Нянюшка подала Тиффани лопату, и они принялись копать в четыре руки. Это была тяжелая работа, но утренний воздух был прохладен, а в месте, выбранном Матушкой, почва была рыхлой и мягкой.
Когда могила была вырыта (в основном, усилиями Тиффани, надо отметить), Нянюшка Ягг, смахнув со лба бисеринки пота, оперлась на черенок лопаты и отхлебнула из бутыли. Тиффани откатила тачку назад. Вместе с Нянюшкой они уложили плетеный гроб в яму и отступили на шаг.
Молча и торжественно они склонились перед могилой Матушки, а затем снова взялись за лопаты и принялись засыпать яму. Земля сыпалась по плетеной корзине, пока не скрыла ее целиком, и Тиффани продолжала смотреть, как струятся частички почвы, пока они не замерли совсем.
Разравнивая холмик земли, Нянюшка сказала, будто Матушка говорила ей, что не хочет ни урн, ни памятников, и определенно ей не по душе надгробные плиты.
— Определенно, здесь нужен камень, — сказала Тиффани. — Вы же знаете, как мыши и барсуки роют землю.

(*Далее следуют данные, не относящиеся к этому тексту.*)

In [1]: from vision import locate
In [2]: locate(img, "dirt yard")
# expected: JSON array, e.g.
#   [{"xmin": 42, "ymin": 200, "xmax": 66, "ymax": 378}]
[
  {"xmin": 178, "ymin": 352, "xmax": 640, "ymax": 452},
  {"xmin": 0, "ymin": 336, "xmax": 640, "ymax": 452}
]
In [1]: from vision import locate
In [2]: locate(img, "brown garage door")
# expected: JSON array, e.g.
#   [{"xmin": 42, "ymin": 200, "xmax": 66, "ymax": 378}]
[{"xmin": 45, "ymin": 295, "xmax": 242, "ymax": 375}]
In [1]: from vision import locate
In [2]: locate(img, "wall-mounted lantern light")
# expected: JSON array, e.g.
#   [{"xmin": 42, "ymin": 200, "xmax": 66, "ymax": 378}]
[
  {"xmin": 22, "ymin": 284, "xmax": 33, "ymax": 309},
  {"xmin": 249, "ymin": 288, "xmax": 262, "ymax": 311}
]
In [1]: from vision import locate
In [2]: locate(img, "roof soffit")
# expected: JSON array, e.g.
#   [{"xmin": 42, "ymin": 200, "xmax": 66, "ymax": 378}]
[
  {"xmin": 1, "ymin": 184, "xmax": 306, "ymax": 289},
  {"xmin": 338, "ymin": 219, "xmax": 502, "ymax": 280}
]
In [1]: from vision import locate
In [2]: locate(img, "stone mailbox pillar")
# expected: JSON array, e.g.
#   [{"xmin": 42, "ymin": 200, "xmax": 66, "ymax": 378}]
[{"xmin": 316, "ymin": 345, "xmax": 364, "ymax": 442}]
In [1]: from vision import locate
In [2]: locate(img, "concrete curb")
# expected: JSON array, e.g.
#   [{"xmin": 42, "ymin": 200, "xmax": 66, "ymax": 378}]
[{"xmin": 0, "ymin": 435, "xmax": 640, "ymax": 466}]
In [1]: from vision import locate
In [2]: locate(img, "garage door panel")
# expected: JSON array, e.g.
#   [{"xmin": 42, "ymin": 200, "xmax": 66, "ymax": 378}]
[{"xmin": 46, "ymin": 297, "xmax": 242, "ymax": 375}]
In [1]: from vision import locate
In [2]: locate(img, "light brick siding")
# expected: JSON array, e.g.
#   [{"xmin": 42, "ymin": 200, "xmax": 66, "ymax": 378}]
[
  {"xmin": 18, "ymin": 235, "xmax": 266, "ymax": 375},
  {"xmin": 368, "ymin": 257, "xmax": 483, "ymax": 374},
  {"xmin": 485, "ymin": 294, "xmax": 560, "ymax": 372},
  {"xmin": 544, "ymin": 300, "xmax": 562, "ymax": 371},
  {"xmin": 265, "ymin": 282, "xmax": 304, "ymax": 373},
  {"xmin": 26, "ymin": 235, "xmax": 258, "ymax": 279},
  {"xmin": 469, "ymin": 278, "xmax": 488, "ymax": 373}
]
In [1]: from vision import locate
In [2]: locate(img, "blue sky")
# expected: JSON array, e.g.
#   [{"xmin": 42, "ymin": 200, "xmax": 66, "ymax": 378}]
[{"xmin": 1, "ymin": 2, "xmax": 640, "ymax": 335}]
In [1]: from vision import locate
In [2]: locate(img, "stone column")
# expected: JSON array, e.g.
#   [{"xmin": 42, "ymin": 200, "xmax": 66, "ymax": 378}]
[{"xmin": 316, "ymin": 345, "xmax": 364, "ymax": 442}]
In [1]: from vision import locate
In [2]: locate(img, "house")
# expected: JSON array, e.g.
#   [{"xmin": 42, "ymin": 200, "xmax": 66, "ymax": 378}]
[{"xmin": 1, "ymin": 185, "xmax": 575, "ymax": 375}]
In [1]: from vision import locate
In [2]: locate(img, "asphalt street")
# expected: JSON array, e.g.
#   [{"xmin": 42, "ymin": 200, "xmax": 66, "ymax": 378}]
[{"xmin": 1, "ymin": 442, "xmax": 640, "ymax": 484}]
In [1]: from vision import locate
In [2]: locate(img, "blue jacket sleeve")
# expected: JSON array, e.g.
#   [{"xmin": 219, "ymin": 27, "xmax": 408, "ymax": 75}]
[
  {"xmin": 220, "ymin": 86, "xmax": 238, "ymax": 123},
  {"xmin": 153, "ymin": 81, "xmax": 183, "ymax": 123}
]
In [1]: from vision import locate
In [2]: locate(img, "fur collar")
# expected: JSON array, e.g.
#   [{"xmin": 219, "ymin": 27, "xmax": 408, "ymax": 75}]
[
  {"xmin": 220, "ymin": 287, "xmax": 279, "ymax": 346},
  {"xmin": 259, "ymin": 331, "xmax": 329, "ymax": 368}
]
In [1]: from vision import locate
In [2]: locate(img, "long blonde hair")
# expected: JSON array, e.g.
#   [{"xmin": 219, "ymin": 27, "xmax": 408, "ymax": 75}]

Даже если мы будем точно знать, что кости не ее, я хочу быть уверена, что они ничего не выкопали, пока… — она заколебалась.
— Пока не настанет конец времен? — хмыкнула Нянюшка. — Слушай, Тифф, Эсме говаривала: если хочешь увидеть Эсмеральду Ветровоск, просто посмотри вокруг.
Она здесь. Нас, ведьм, долго не оплакивают. Нам хватает счастливых воспоминаний — вот о них и стоит заботиться.
Воспоминания о Бабуле Болит вдруг озарили сознание Тиффани. Бабуля не была ведьмой — хотя Ветровоск очень интересовалась ею, — но, когда Бабуля Болит умерла, ее пастуший фургончик сожгли, а ее кости погрузили в холмы на шесть футов в мел. Потом дерн уложили на место, и только железные колеса фургончика до сих пор обозначали это место, священное место воспоминаний. И не только для Тиффани. Не было пастуха, который прошел бы мимо, не взглянув в небо с мыслью о Бабуле Болит, которая бродила по этим холмам, ночь за ночью, и ее фонарь чертил зигзаги в темноте. Ее одобрительный кивок на Мелу стоил целого мира.